Affordable consumer technology causes problems for businesses

Some industry experts would argue that consumer technology competing with business-focused technology isn't a new trend at all - with some of the earliest PCs developed in the 80s occupying a limbo between fledgling business and home use. But it's fair to say that the integration of IT into almost every aspect of our personal lives - from online dating to in-car satellite navigation devices - has fundamentally changed expectations of technology design and user-friendliness.

The implication of this trend for IT departments is profound, not just in terms of procurement but, more importantly, for security. Enterprise networks used to be effectively ring-fenced by the fact that for a long time consumer gadgets were expensive, rare and, crucially, not mobile. Now the average staff member could bring tens of gigabytes of storage into the organisation in the form of their MP3 player, USB stick or mobile phone, storage that could be used to steal corporate data or upload malicious code.

"Offices are full of employees' personal technology, such as iPods, laptops, mobile phones, Bluetooth headsets and USB drives. This is in contrast to ten years ago, when technology tended to travel from the office to the home, and to some extent it still does," says former National High Tech Crime Unit detective Geoff Donson, now security manager for hosting company, Telecity Group.

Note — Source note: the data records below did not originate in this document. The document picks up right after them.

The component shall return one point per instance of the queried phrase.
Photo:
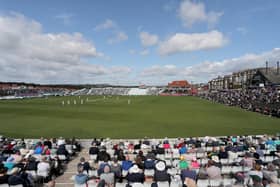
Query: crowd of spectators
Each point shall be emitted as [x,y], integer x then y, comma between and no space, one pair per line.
[34,162]
[208,161]
[262,100]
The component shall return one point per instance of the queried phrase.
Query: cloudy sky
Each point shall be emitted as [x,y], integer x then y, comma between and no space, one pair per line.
[135,42]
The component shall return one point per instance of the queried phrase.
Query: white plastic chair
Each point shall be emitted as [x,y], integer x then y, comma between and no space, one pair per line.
[215,182]
[4,185]
[80,185]
[163,184]
[137,184]
[226,169]
[149,172]
[202,182]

Confronted with the reality that, gigabyte for gigabyte, company-owned IT could actually be equalled or even outnumbered by the amount of consumer devices in the average office, traditional ideas of how to secure corporate networks are being forced to react and evolve.

One option could be to erect a metal-detector in the company foyer and ban all non-approved gadgets from the office. "Some companies are simply banning the use of personal technology in the workplace for fear of the main concerns above. This is especially the case in many sensitive government premises," says Donson.

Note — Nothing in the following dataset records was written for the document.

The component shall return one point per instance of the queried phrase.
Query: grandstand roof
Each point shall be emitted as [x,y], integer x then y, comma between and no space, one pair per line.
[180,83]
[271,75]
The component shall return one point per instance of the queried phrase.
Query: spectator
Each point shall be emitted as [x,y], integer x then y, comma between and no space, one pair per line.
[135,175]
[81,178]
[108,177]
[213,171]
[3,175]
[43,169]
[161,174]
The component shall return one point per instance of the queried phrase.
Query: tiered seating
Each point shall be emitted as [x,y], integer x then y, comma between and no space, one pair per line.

Aside from the practicalities of policing such a ban, it's not really an option that most IT managers can resort to, given the obvious human resource, not to mention recruitment and marketing challenges that would be thrown up once the news got out that the company was clamping down on employee freedoms.

A less draconian step would be to just ban the use of consumer technology for business use - as opposed to banning devices from being taken into company premises altogether - but even this is a decision that should not be undertaken lightly, according to experts.

"Obviously it's not a good idea to take a 'blanket ban' approach to the use of personal technologies within the workplace - it's a very Luddite approach to the future. The companies out there who do take this route, including those who have been hit by phishing attacks or data losses, will find they will come under increasing pressure to take a more open approach as the internet generation enters the work arena and demand for the use of Generation Y technology in the workplace soars," says former counter-terrorist army officer Neil Fisher, now vice president of global security solutions for Unisys.

Michael A Mason, former FBI agent and now chief security officer at Verizon Communications, agrees with the view that a total ban on consumer technology would not only be hard to enforce but could actually have a negative impact in terms of productivity.

"I do not believe it is a good idea to summarily ban the use of personal technology in the workplace," he says. "A better strategy might be to determine how this technology can be exploited to advance the objectives of the business. These devices are ubiquitous, especially with young people, and banning their use might not be the most effective strategy."

If companies do opt to acquiesce and accept that consumer technology isn't going away, what are the steps that can be taken to make sure the devices are not only as secure as possible but can actually be harnessed to improve productivity?

According to Donson, companies should take a pragmatic approach, through sensible usage policies combined with proactive network monitoring and getting employee buy-in. "This is far more effective than confiscating mobile phones at the front door. Companies can implement a number of tools or tactics, monitoring software that takes consumer technology into the workplace. By effectively turning consumer devices into terminals that access a virtualised instance of the employee's desktop hosted on a server, along with central network drives for all company data, company applications and data can be accessed through a browser without any real interaction with the consumer device.

This approach is already being used internally by around 400 staff at virtualisation specialist Citrix. The company launched its 'bring your own computer' (BYOC) to work scheme in September 2007 (see box, p28). It uses the company's XenApp technology to allow employees to access company applications while keeping the actual consumer device at a virtual arm's length from the corporate network.

Providing that this trend towards consumerisation continues - and there is nothing to indicate that it will slow down - what will the average corporate IT department look like in ten years' time - and what will it mean for those charged with managing IT security?

"In the future, I see security becoming more focused on the individual, with increased authentication of devices - we're already seeing some laptops requiring finger or face identification as proof of ownership and I expect enhancements in biometric technologies to fuel this trend over the next few years," says Fisher.